Best for: Growing apps, 100-1,000 users, multiple Canva features
my-app/
├── src/
│ ├── canva/
│ │ ├── client.ts
│ │ └── auth.ts
│ ├── services/
│ │ ├── design.service.ts # Business logic + caching
│ │ ├── export.service.ts # Async export with polling
│ │ ├── asset.service.ts # Upload management
│ │ └── template.service.ts # Autofill orchestration
│ ├── queue/
│ │ └── export-worker.ts # Background export processing
│ ├── routes/
│ └── store/
│ └── tokens.ts # PostgreSQL encrypted tokens
// Service layer handles caching, retry, and async operations
class ExportService {
constructor(
private canva: CanvaClient,
private cache: Redis,
private queue: Bull.Queue
) {}
async exportDesign(designId: string, format: object): Promise<string> {
// Check cache for recent export
const cached = await this.cache.get(`export:${designId}:${JSON.stringify(format)}`);
if (cached) return cached;
// Queue export job — don't block the request
const job = await this.queue.add('canva-export', { designId, format });
return job.id;
}
}
// Background worker polls Canva export API
exportQueue.process('canva-export', async (job) => {
const { designId, format } = job.data;
const canva = await getServiceClient();
const { job: exportJob } = await canva.request('/exports', {
method: 'POST',
body: JSON.stringify({ design_id: designId, format }),
});
// Poll for completion
let result = exportJob;
while (result.status === 'in_progress') {
await new Promise(r => setTimeout(r, 2000));
const poll = await canva.request(`/exports/${result.id}`);
result = poll.job;
}
return result.status === 'success' ? result.urls : null;
});
Pros: Non-blocking exports, caching, separation of concerns.

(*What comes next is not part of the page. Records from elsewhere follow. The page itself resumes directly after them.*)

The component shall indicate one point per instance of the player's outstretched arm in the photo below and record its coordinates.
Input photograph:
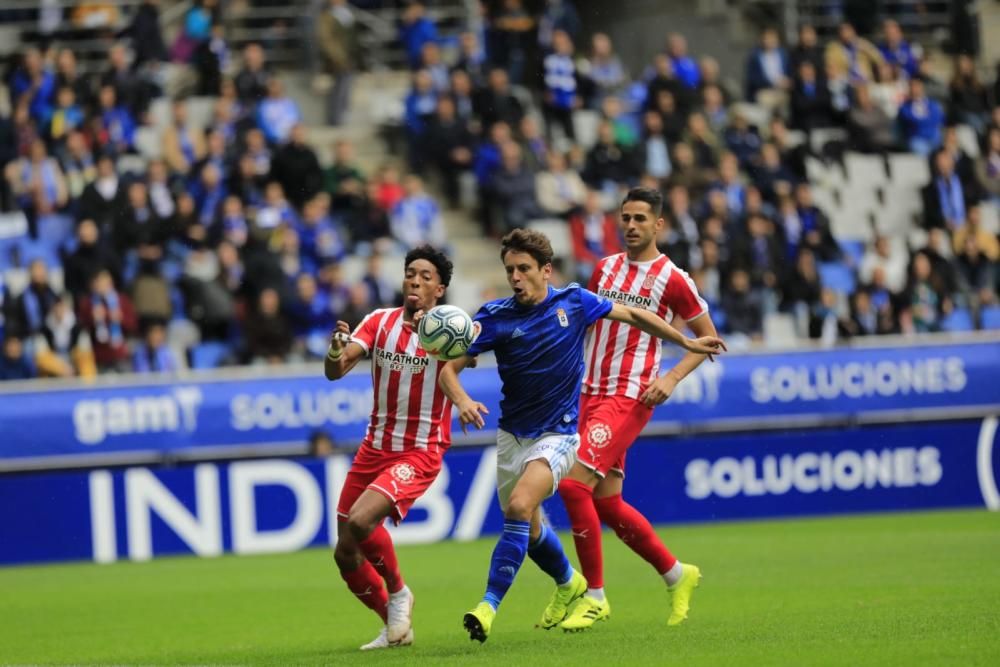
(660, 389)
(469, 411)
(343, 354)
(655, 326)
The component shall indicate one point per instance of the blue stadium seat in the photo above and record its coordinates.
(853, 251)
(958, 320)
(55, 229)
(208, 355)
(837, 276)
(991, 317)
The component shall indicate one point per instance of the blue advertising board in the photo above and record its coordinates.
(201, 416)
(278, 505)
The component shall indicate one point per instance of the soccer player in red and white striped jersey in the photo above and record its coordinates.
(400, 456)
(620, 389)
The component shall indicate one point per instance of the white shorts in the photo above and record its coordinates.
(514, 454)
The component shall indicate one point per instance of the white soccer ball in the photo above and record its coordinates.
(445, 332)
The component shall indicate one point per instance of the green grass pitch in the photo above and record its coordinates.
(901, 589)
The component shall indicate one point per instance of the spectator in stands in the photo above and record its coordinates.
(514, 192)
(153, 355)
(420, 105)
(37, 182)
(925, 300)
(15, 363)
(63, 349)
(811, 104)
(472, 58)
(277, 113)
(595, 236)
(888, 258)
(654, 150)
(116, 124)
(560, 96)
(851, 56)
(109, 319)
(252, 81)
(449, 145)
(664, 79)
(945, 198)
(768, 71)
(920, 120)
(337, 39)
(497, 103)
(897, 51)
(685, 68)
(871, 129)
(560, 190)
(33, 84)
(703, 141)
(415, 31)
(310, 316)
(988, 244)
(65, 117)
(976, 274)
(416, 219)
(968, 97)
(296, 167)
(988, 166)
(268, 336)
(183, 144)
(603, 71)
(513, 27)
(33, 305)
(145, 35)
(807, 49)
(743, 306)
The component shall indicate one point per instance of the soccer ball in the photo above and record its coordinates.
(445, 332)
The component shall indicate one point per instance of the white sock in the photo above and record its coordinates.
(673, 575)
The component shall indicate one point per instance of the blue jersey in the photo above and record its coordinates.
(539, 351)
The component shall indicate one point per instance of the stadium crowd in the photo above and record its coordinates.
(227, 245)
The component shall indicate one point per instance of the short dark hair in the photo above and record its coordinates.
(435, 257)
(528, 241)
(651, 196)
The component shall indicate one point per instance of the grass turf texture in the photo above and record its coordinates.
(884, 589)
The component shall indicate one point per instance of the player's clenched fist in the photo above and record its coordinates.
(471, 413)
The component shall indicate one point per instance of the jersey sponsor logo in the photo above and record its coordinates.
(403, 473)
(599, 435)
(400, 361)
(626, 299)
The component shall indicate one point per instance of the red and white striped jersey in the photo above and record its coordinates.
(409, 411)
(621, 359)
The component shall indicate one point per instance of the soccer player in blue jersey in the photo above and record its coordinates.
(537, 336)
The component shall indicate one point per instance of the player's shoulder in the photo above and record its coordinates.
(497, 306)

Cons: More infrastructure (Redis, job queue), more complex deployment.
Best for: 1,000+ users, multi-team, strict SLAs, Canva Enterprise with autofill
canva-service/ # Dedicated microservice
├── src/
│ ├── api/
│ │ └── grpc/ # Internal gRPC API
│ ├── canva/
│ │ ├── client.ts
│ │ └── auth.ts
│ ├── services/
│ ├── workers/
│ │ ├── export.worker.ts
│ │ ├── autofill.worker.ts
│ │ └── webhook.worker.ts
│ └── store/
│ └── tokens.ts # Vault-backed token storage
├── k8s/
│ ├── deployment.yaml
│ ├── service.yaml
│ └── hpa.yaml # Scale based on queue depth
Key differences:
| Factor | Monolith | Service Layer | Microservice |
|---|---|---|---|
| Users | < 100 | 100-1,000 | 1,000+ |
| Team Size | 1-3 | 3-10 | 10+ |
| Export Volume | < 100/day | 100-2,000/day | 2,000-5,000/day |
| Canva Tier | Free/Pro | Pro/Teams | Enterprise |
| Infrastructure | Single server | App + Redis + queue | Kubernetes |
| Time to Build | 1-2 days | 1-2 weeks | 2-4 weeks |
Monolith → Service Layer:
1. Extract canva/ to services/
2. Add Redis for caching
3. Add BullMQ for async exports
4. Move token store to PostgreSQL
Service Layer → Microservice:
1. Create canva-service repository
2. Define gRPC contract
3. Add per-operation workers
4. Deploy to Kubernetes
5. Migrate token store to Vault
| Issue | Cause | Solution |
|---|---|---|
| Over-engineering | Wrong variant | Start simpler, migrate when needed |
| Export blocking requests | No job queue (Variant A) | Queue with BullMQ |
| Token management complex | Multi-user | Use factory pattern per user |
| Integration export quota | > 5,000/day | Contact Canva for increase |
For common anti-patterns, see canva-known-pitfalls.